Michael Kellner will gerade noch einmal ausholen, den Endspurt im Grünen-Wahlkampf preisen, da nähert sich ein älterer Herr von links. "Wenn ihr jetzt in die Koalition geht", sagt er, "dann müsst ihr aber was gegen den ganzen Plastikmüll tun." So hört sich das plötzlich an, bei der Wahlparty der Grünen. "Jetzt führen wir erst einmal die Gespräche", sagt Kellner knapp. Kellner war der Wahlkampfchef der Grünen und zählt mithin zu denen, die noch bis zum Sonntagnachmittag alles befürchten mussten, inklusive einer heftigen Schlappe. "Einen Endspurt wie diesmal habe ich noch nie erlebt", sagt Kellner. "Da haben wir eine Menge investiert."

So viel macht das aus: Noch kurz vor der Wahl schwankten die Grünen irgendwo zwischen sechs und acht Prozent. Hinter den Kulissen wetzten parteiinterne Kritiker der Grünen-Spitze schon die Messer, warnten vor "massiven Verwerfungen", sollte die Partei hinter die Ergebnisse von 2013 zurückfallen. Doch jetzt ist da ein neues Wort, es hallt durch das "Vollgutlager", jenen leicht morbiden Industriebau, den die Grünen für die Wahlparty gewählt haben: "Verantwortung".

"Wir haben ein Wahlergebnis, mit dem wir jetzt umgehen müssen", sagt Spitzenkandidatin Katrin Göring-Eckardt. "Das heißt Verantwortung." Kurz darauf ihr Kandidaten-Kollege Cem Özdemir: "Wir werden unseren Teil der Verantwortung übernehmen." Und das heißt: Koalitionsgespräche mit Union und FDP. Keiner stellt das an diesem Abend infrage. Halt, war da nicht was? Stimmt, bis vor wenigen Jahren waren die Liberalen der Urfeind der Grünen, das macht die Sache nicht leichter.

"Wir werden eine Reihe von grünen Kernthemen in den Vertrag hereinverhandeln müssen", sagt eine Spitzen-Grüne. "Sonst läuft es nicht." Özdemir selbst nennt dafür am Wahlabend schon erste Bedingungen, sie decken sich ziemlich mit seinen Wahlkampfreden. "Wir können nicht in eine Regierung gehen, ohne dass es eine klare Vorfahrt für den Klimaschutz gibt", sagt er. Auch für bessere Integration wolle die Partei antreten. "Uns geht es nicht ums Regieren um des Regierens willen", versichert der Parteichef.

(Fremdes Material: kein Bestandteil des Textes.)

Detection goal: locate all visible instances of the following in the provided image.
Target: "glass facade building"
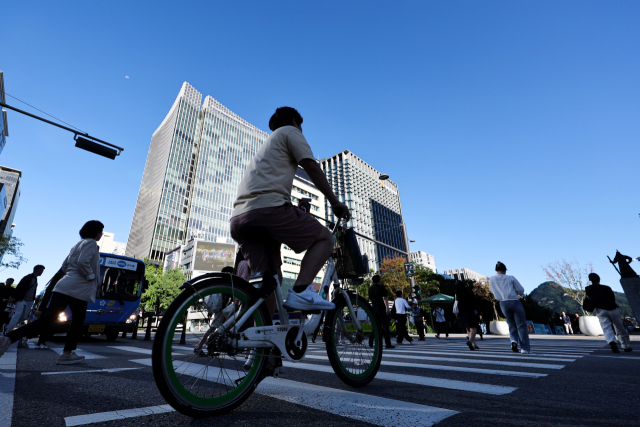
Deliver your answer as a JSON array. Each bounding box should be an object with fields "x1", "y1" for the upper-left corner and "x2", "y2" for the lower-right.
[
  {"x1": 320, "y1": 150, "x2": 407, "y2": 269},
  {"x1": 127, "y1": 82, "x2": 268, "y2": 262}
]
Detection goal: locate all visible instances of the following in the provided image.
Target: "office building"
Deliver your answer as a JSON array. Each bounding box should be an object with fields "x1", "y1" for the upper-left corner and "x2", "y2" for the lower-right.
[
  {"x1": 444, "y1": 268, "x2": 489, "y2": 282},
  {"x1": 411, "y1": 251, "x2": 437, "y2": 273},
  {"x1": 0, "y1": 71, "x2": 9, "y2": 153},
  {"x1": 0, "y1": 166, "x2": 22, "y2": 236},
  {"x1": 127, "y1": 82, "x2": 268, "y2": 263},
  {"x1": 98, "y1": 231, "x2": 127, "y2": 255},
  {"x1": 320, "y1": 150, "x2": 407, "y2": 270}
]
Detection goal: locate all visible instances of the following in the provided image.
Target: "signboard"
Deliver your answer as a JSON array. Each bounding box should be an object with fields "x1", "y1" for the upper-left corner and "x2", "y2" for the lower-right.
[
  {"x1": 100, "y1": 257, "x2": 138, "y2": 271},
  {"x1": 404, "y1": 262, "x2": 415, "y2": 277},
  {"x1": 192, "y1": 241, "x2": 236, "y2": 271}
]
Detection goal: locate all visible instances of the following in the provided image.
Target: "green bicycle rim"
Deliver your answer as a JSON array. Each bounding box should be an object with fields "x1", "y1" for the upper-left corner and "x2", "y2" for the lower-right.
[{"x1": 164, "y1": 287, "x2": 264, "y2": 407}]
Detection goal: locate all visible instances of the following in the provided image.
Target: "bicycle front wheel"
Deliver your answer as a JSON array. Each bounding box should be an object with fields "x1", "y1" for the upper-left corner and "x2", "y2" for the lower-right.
[
  {"x1": 325, "y1": 296, "x2": 382, "y2": 387},
  {"x1": 152, "y1": 275, "x2": 271, "y2": 417}
]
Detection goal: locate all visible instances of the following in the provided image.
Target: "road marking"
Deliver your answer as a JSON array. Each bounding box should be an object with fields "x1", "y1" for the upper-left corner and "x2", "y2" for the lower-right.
[
  {"x1": 589, "y1": 354, "x2": 640, "y2": 360},
  {"x1": 309, "y1": 349, "x2": 582, "y2": 363},
  {"x1": 131, "y1": 359, "x2": 458, "y2": 427},
  {"x1": 0, "y1": 343, "x2": 18, "y2": 427},
  {"x1": 64, "y1": 405, "x2": 175, "y2": 427},
  {"x1": 284, "y1": 361, "x2": 517, "y2": 395},
  {"x1": 49, "y1": 347, "x2": 107, "y2": 360},
  {"x1": 305, "y1": 355, "x2": 547, "y2": 378},
  {"x1": 107, "y1": 345, "x2": 186, "y2": 356},
  {"x1": 42, "y1": 368, "x2": 142, "y2": 375}
]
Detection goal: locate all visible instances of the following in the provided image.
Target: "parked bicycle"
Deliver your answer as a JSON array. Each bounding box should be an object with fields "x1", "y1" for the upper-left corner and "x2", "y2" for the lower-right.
[{"x1": 152, "y1": 219, "x2": 382, "y2": 417}]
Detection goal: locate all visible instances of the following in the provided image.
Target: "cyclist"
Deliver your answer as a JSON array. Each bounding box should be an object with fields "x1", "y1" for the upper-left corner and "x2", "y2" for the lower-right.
[{"x1": 231, "y1": 107, "x2": 350, "y2": 314}]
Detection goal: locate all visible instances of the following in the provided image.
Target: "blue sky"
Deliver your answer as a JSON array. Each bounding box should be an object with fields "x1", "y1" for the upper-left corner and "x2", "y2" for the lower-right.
[{"x1": 0, "y1": 1, "x2": 640, "y2": 291}]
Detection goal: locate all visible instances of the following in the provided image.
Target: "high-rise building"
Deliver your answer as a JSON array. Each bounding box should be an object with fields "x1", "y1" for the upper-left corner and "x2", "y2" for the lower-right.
[
  {"x1": 320, "y1": 150, "x2": 407, "y2": 270},
  {"x1": 0, "y1": 71, "x2": 9, "y2": 153},
  {"x1": 411, "y1": 251, "x2": 437, "y2": 273},
  {"x1": 444, "y1": 268, "x2": 489, "y2": 283},
  {"x1": 127, "y1": 82, "x2": 268, "y2": 262},
  {"x1": 0, "y1": 166, "x2": 22, "y2": 236}
]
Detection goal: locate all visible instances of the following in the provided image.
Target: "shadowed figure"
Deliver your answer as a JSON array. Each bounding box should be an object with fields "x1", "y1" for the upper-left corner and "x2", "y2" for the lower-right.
[{"x1": 611, "y1": 251, "x2": 638, "y2": 279}]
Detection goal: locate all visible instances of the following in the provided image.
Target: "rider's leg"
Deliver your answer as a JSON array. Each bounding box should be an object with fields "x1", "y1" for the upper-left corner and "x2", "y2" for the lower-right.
[{"x1": 293, "y1": 228, "x2": 333, "y2": 292}]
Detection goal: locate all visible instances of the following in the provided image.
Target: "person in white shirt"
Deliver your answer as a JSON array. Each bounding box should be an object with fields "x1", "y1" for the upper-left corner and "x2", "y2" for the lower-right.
[
  {"x1": 393, "y1": 290, "x2": 413, "y2": 344},
  {"x1": 433, "y1": 305, "x2": 449, "y2": 338},
  {"x1": 489, "y1": 261, "x2": 531, "y2": 354}
]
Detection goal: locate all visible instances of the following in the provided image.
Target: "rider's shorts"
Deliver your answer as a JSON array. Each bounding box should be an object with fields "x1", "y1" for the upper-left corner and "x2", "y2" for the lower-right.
[{"x1": 231, "y1": 203, "x2": 325, "y2": 273}]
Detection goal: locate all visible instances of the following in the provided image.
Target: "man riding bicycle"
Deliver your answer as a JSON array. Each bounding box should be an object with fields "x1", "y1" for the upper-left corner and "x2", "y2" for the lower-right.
[{"x1": 231, "y1": 107, "x2": 350, "y2": 314}]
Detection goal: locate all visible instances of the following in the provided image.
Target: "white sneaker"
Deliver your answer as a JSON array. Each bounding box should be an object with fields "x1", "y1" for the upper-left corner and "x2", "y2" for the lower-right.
[{"x1": 284, "y1": 285, "x2": 336, "y2": 311}]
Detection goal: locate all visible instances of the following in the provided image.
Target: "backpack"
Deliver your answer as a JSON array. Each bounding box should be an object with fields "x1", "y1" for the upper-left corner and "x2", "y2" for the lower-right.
[{"x1": 582, "y1": 297, "x2": 596, "y2": 312}]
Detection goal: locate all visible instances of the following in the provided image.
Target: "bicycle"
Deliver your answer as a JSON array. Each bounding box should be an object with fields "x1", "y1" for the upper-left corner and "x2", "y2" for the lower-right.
[{"x1": 152, "y1": 221, "x2": 382, "y2": 417}]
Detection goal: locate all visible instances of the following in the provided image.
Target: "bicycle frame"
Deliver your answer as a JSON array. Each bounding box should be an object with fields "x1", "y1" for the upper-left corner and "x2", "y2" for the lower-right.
[{"x1": 206, "y1": 257, "x2": 362, "y2": 362}]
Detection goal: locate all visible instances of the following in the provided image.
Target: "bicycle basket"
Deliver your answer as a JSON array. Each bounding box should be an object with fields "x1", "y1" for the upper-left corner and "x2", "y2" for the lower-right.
[{"x1": 332, "y1": 228, "x2": 368, "y2": 279}]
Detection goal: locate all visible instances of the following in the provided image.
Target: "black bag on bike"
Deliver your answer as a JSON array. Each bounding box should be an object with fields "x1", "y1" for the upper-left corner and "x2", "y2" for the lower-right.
[{"x1": 333, "y1": 228, "x2": 369, "y2": 279}]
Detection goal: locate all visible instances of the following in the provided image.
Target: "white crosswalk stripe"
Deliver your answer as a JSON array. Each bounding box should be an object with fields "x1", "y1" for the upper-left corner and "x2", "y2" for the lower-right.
[{"x1": 36, "y1": 339, "x2": 603, "y2": 426}]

Auch die Parteispitze ist erleichtert, Konflikte bleiben hinter den Kulissen

Andererseits spüren manche in der Partei schon die "staatspolitische Verantwortung": Wenn die SPD nun nicht mehr mit der Union koalieren will, gleichzeitig aber Jamaika am Widerstand der Grünen scheiterte - dann ginge die Partei mit einer schweren Hypothek in die Opposition oder gar in Neuwahlen. So manchem schwant, dass sich daraus ein unguter Druck ergeben könnte, in eine Koalition einzuwilligen, selbst gegen die eigenen Überzeugungen. Einstweilen aber gibt es einen neuen Feind für die Grünen: die AfD. Das schweißt zusammen gegen rechts - womöglich auch mit dem Erzfeind FDP. Ursprünglich hatten die Grünen weit höhere Ziele gehabt, zweistellig sollte das Ergebnis werden. Doch dann begann das Jahr mit der unseligen Debatte über den Polizeieinsatz in der Kölner Silvesternacht und setzte sich mit einer Wahlschlappe in Nordrhein-Westfalen fort.

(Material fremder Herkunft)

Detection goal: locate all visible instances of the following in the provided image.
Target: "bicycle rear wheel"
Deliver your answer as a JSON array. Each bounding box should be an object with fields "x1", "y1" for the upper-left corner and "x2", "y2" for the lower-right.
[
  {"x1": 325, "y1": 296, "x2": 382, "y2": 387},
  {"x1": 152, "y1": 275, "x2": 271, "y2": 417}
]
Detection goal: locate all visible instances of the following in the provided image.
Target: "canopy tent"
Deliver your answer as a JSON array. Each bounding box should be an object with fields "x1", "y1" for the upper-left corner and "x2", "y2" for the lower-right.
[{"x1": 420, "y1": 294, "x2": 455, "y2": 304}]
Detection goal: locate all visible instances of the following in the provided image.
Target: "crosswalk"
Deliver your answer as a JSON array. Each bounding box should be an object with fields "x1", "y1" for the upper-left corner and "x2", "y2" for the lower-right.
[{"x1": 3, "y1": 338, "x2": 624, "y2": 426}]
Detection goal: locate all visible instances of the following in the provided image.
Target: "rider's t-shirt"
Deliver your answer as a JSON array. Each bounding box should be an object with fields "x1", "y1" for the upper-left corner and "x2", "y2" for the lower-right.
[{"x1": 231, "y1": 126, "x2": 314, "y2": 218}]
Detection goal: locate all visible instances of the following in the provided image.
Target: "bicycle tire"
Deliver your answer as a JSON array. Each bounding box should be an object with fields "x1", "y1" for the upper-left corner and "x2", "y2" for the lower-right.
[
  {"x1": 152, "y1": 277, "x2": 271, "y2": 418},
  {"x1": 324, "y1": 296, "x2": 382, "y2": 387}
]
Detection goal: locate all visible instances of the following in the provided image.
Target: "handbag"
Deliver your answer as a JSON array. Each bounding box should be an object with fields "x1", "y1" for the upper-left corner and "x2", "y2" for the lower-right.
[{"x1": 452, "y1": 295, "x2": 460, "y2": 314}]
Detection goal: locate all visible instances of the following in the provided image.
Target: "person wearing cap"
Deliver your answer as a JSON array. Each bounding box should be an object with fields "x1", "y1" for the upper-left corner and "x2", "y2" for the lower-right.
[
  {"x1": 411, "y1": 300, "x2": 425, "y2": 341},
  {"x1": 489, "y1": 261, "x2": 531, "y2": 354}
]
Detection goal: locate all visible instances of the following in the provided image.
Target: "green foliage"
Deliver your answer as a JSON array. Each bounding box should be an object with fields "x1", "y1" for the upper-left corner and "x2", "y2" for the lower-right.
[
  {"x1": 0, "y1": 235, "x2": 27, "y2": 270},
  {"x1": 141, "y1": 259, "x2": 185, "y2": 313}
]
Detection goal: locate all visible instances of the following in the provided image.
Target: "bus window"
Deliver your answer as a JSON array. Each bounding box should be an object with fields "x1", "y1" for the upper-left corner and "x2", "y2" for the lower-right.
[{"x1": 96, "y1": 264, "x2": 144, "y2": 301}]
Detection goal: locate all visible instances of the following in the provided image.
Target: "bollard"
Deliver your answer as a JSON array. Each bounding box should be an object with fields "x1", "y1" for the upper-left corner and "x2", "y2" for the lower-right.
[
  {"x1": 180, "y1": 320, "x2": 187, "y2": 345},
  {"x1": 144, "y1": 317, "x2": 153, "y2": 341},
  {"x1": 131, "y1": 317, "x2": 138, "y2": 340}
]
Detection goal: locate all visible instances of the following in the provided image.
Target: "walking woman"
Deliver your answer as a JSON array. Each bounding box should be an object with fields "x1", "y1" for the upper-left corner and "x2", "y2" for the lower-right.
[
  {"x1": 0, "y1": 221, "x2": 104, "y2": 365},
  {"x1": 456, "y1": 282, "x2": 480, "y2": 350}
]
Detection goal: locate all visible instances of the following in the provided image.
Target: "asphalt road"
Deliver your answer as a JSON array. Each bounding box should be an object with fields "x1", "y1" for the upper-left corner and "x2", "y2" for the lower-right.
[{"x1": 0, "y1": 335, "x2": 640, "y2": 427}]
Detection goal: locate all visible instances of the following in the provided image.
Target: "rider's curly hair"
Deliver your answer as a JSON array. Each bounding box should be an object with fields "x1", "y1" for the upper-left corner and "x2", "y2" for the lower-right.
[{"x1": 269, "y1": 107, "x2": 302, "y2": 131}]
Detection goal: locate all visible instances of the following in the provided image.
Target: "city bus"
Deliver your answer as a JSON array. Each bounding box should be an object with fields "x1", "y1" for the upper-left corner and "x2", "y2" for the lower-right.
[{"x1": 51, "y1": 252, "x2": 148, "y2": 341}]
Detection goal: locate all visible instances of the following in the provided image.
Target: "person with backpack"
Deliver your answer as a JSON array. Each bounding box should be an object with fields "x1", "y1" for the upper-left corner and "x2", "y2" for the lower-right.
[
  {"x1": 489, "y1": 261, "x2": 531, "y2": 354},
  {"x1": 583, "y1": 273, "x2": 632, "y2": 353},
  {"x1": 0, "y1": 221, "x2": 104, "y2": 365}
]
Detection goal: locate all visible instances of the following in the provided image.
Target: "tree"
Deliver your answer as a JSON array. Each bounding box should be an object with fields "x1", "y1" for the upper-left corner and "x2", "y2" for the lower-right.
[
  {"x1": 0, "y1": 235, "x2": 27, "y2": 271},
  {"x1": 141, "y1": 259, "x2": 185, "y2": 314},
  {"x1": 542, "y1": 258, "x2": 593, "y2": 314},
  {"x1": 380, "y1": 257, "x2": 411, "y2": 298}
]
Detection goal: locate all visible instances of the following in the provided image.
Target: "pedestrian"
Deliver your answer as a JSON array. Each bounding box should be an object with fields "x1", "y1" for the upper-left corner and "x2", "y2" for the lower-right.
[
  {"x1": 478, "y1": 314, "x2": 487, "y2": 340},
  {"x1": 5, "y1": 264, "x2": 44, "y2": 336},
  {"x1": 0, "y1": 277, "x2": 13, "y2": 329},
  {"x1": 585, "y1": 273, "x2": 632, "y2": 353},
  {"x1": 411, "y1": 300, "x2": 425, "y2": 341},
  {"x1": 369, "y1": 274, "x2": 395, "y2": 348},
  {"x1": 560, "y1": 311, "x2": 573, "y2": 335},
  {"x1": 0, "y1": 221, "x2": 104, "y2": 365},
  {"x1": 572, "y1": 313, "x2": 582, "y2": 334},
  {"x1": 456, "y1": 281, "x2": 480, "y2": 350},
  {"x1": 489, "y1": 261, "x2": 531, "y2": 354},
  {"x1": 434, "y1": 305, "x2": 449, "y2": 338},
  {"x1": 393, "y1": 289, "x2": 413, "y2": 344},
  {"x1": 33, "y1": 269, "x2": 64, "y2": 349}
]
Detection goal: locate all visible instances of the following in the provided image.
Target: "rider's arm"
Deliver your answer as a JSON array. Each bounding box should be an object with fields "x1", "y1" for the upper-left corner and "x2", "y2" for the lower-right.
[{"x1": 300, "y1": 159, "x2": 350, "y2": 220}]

Erst in den letzten Wochen vor der Wahl schien sich die Stimmung zugunsten der Grünen zu ändern. Öko-Themen wurden wichtiger, auch wegen der Katastrophenbilder aus aller Welt. "Dieser Wahlkampf war ganz anders als der 2013. Damals dominierten andere Themen. Diesmal ging es wirklich um unsere grünen Themen, um Klima, Landwirtschaft, Verkehr", sagt Spitzenfrau Göring-Eckardt. "Das hat uns geholfen."

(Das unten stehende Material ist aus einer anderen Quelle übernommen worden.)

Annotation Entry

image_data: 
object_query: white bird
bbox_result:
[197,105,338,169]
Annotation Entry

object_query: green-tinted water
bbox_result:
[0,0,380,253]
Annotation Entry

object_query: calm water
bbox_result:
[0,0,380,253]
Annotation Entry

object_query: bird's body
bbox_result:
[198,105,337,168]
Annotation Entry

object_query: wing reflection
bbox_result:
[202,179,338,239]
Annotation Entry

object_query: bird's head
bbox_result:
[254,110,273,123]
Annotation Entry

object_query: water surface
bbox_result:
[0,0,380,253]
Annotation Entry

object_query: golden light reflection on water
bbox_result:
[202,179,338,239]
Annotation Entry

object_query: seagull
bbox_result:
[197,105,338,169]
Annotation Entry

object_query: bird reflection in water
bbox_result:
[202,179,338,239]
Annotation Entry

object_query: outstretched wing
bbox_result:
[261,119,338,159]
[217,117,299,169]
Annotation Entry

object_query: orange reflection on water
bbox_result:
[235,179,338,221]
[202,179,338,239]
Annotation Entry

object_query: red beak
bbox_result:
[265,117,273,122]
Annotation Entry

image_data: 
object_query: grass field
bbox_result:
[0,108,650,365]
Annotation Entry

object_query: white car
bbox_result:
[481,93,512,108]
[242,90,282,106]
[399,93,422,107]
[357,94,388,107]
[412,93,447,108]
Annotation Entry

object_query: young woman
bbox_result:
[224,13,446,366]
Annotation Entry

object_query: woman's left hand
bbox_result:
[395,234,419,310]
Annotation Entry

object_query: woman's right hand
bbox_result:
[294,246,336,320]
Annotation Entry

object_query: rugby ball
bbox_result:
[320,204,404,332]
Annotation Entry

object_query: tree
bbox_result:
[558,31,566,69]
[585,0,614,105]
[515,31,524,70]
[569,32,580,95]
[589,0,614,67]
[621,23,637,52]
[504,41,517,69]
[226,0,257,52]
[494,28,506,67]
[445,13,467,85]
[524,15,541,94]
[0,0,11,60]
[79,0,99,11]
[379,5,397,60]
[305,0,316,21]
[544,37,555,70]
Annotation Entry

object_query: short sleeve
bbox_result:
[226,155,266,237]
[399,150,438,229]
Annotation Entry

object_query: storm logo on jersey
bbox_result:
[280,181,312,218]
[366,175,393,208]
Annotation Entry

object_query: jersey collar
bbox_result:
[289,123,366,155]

Auch die Parteispitze darf erleichtert sein, denn die Konflikte bleiben damit erst einmal hinter den Kulissen. Vor allem im linken Flügel gärt es. Schon jetzt werfen viele in der Partei der Spitze vor, sie habe das Profil der Grünen verwässert. Einen klaren Realo-Wahlkampf hatten Özdemir und Göring-Eckardt gemacht: wenig radikal, sehr offen für eine Koalition mit Union und FDP. Nicht ohne Grund flocht Özdemir in Wahlkampfreden gern ein Lob an die Polizei ein, die "diese Demokratie erst möglich macht", verteidigte die Kanzlerin gegen rechte Mobs. Die Parteilinke ließ es geschehen. Bei einem nur wenig schwächeren Ergebnis als gut neun Prozent wäre diese Debatte losgebrochen.

Göring-Eckardt kündigt "schwierige Gespräche" an

Das gilt auch für das Verhältnis zwischen der Partei und ihren Realpolitikern in den Bundesländern, allen voran Winfried Kretschmann. Der grüne Ministerpräsident von Baden-Württemberg ließ mehrmals durchblicken, wie wenig er etwa vom Verbot von Verbrennungsmotoren hält, einem der Kernthemen im Grünen-Wahlkampf. Der Glaubwürdigkeit der Partei half das nicht. Kretschmann, so argumentierten seine Kritiker, habe die Profilschwäche noch verschärft. Doch am Rande von Sondierungs- oder Koalitionsgesprächen werden die Grünen diese Konflikte kaum austragen.

Die Grünen lassen keinen Zweifel daran, dass sie zu solchen Gesprächen bereit sind. Auch nach der letzten Bundestagswahl hatte es solche Gespräche mit der Union gegeben, aber damals scheiterten sie - und es sah so aus, als hätten die Grünen die schwarz-grüne Koalition nicht gewollt. So soll es nicht noch einmal kommen. "Es werden komplizierte Gespräche, es werden schwierige Gespräche", sagt Göring-Eckardt noch am Wahlabend. "Aber wir sind eben keine einfache Partei."

Und mit diesem Ergebnis werden das diesmal die anderen spüren, nicht sie selbst.